Then I compare the domains already ranking in Google against our own domain, and add a small advantage if we already rank somewhere for that keyword in Search Console.
So the rough idea is:
opportunity = expected CTR at target rank / ranking difficulty
The opportunity score is just a derived number that I later map into simple tiers like “go for it”, “consider”, “long shot”, etc.
A real example from my tool right now is “crm for photographers” for the US market, English language.

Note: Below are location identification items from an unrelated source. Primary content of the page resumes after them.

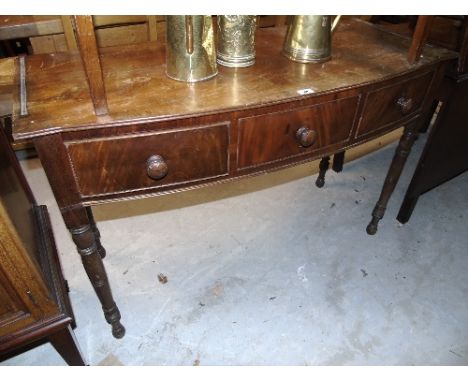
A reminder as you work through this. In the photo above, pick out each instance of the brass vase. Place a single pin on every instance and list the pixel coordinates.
(236, 40)
(309, 38)
(190, 48)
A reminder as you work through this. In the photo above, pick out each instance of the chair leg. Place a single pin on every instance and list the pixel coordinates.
(323, 167)
(338, 160)
(64, 341)
(394, 172)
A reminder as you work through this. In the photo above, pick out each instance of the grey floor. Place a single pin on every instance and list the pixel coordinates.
(273, 271)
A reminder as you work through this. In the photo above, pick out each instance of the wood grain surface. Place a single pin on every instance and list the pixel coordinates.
(138, 89)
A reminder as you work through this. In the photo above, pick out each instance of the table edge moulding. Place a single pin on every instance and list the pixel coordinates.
(155, 135)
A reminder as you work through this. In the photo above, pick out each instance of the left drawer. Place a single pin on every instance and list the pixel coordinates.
(150, 160)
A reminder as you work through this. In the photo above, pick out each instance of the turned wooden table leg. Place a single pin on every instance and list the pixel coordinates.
(79, 221)
(97, 234)
(87, 246)
(394, 172)
(323, 167)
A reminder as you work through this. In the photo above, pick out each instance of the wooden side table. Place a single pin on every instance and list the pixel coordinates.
(142, 134)
(34, 303)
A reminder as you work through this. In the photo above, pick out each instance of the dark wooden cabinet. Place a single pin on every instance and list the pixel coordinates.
(148, 134)
(34, 305)
(445, 154)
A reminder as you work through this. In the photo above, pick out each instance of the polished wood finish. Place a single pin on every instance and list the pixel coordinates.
(272, 137)
(34, 306)
(395, 102)
(105, 166)
(241, 123)
(323, 168)
(420, 35)
(59, 82)
(445, 152)
(77, 219)
(91, 62)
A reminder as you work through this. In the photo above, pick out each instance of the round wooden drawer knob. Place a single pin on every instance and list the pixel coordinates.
(156, 167)
(405, 104)
(305, 136)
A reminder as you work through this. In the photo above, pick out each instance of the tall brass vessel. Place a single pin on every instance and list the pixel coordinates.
(236, 40)
(190, 48)
(309, 38)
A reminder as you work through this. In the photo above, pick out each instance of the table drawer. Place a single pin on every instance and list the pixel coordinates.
(150, 160)
(392, 104)
(285, 134)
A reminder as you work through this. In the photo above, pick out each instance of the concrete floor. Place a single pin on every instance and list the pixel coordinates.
(273, 271)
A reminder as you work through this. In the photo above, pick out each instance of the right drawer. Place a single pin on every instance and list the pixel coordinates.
(394, 103)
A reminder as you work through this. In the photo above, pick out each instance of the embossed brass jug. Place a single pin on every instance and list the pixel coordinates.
(236, 40)
(309, 38)
(190, 48)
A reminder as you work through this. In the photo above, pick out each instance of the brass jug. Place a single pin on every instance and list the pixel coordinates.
(309, 38)
(190, 48)
(236, 40)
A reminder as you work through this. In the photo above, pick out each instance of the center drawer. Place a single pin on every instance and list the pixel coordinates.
(150, 160)
(281, 135)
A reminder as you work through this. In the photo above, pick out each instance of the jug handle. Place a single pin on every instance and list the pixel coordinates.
(189, 34)
(335, 22)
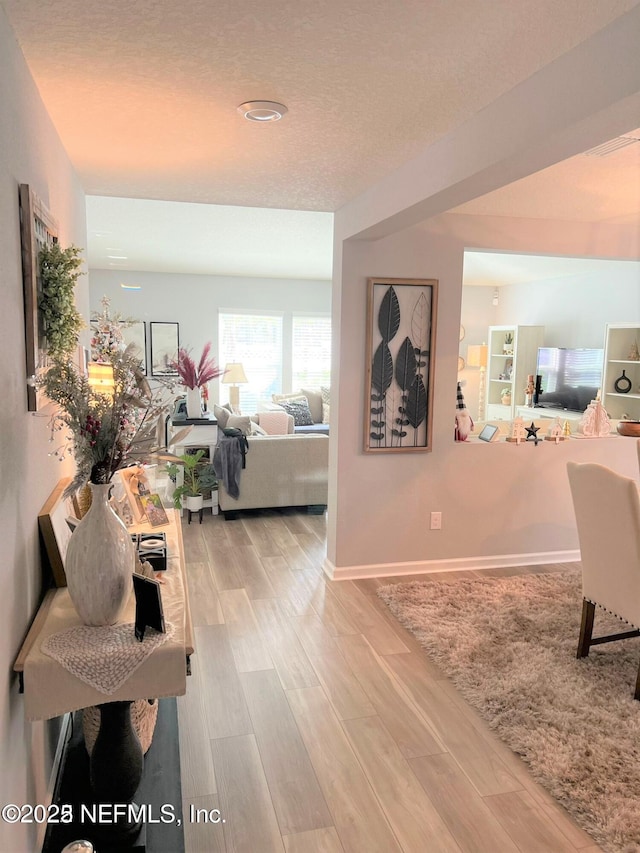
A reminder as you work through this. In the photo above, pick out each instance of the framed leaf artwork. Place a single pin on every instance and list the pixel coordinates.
(400, 354)
(37, 229)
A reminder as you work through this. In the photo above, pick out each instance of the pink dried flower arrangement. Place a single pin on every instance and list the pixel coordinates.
(195, 376)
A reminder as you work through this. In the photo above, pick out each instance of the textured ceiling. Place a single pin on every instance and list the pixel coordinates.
(144, 94)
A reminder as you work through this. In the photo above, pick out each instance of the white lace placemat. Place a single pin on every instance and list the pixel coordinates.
(103, 658)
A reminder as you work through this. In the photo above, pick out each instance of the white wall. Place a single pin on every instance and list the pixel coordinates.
(596, 298)
(193, 302)
(30, 152)
(574, 310)
(501, 504)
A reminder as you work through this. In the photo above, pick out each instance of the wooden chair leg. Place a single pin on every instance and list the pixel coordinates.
(586, 628)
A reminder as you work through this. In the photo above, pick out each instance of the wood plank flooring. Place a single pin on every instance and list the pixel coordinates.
(315, 723)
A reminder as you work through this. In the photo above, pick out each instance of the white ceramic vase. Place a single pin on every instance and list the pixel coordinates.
(99, 562)
(194, 403)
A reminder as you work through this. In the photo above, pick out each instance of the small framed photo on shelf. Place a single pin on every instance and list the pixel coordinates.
(149, 612)
(155, 512)
(136, 484)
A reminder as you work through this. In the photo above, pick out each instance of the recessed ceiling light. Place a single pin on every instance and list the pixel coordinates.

It has about 260 searches/month.
Let’s say the SERP currently has no AI Overview, no featured snippet, no ads, but PAA is present.
- adventureinstead [3.0]
- kylegoldie [2.5]
- reddit [8.0 → discounted to 2.4 - purely empirical]
- getsproutstudio [3.4]
- honeybook [4.9]
- monday [5.8]
Considering the competition pages ranks from OpenPagerank, my tool currently estimates roughly:
Rank 1: ~50 clicks/month, opportunity 18.0
Rank 3: ~20 clicks/month, opportunity 6.8
Rank 5: ~13 clicks/month, opportunity 3.5
the scale is approximately this (just for reference, dont want to get into the whole calculus on how:
- 0–10 = weak / very speculative / pass
- 10–40 = possible, but more of a long shot
- 40–100 = decent candidate
- 100+ = strong candidate / go for it
So in this case it says rank 1 is the best target, but overall the keyword is still only a long shot.
———
One thing I’m still unsure about is whether using only domain-level authority for this kind of first-pass scoring is good enough, or whether that makes the whole thing too naive.
I know this leaves out a lot on purpose, like page-level links, content depth, topical authority, freshness, and brand strength.
Does this direction sound reasonable for a rough internal keyword triage tool?
I’d especially love feedback on whether this logic makes sense at all, whether domain-level authority is enough for a first pass, and what you would change without making it much more complex?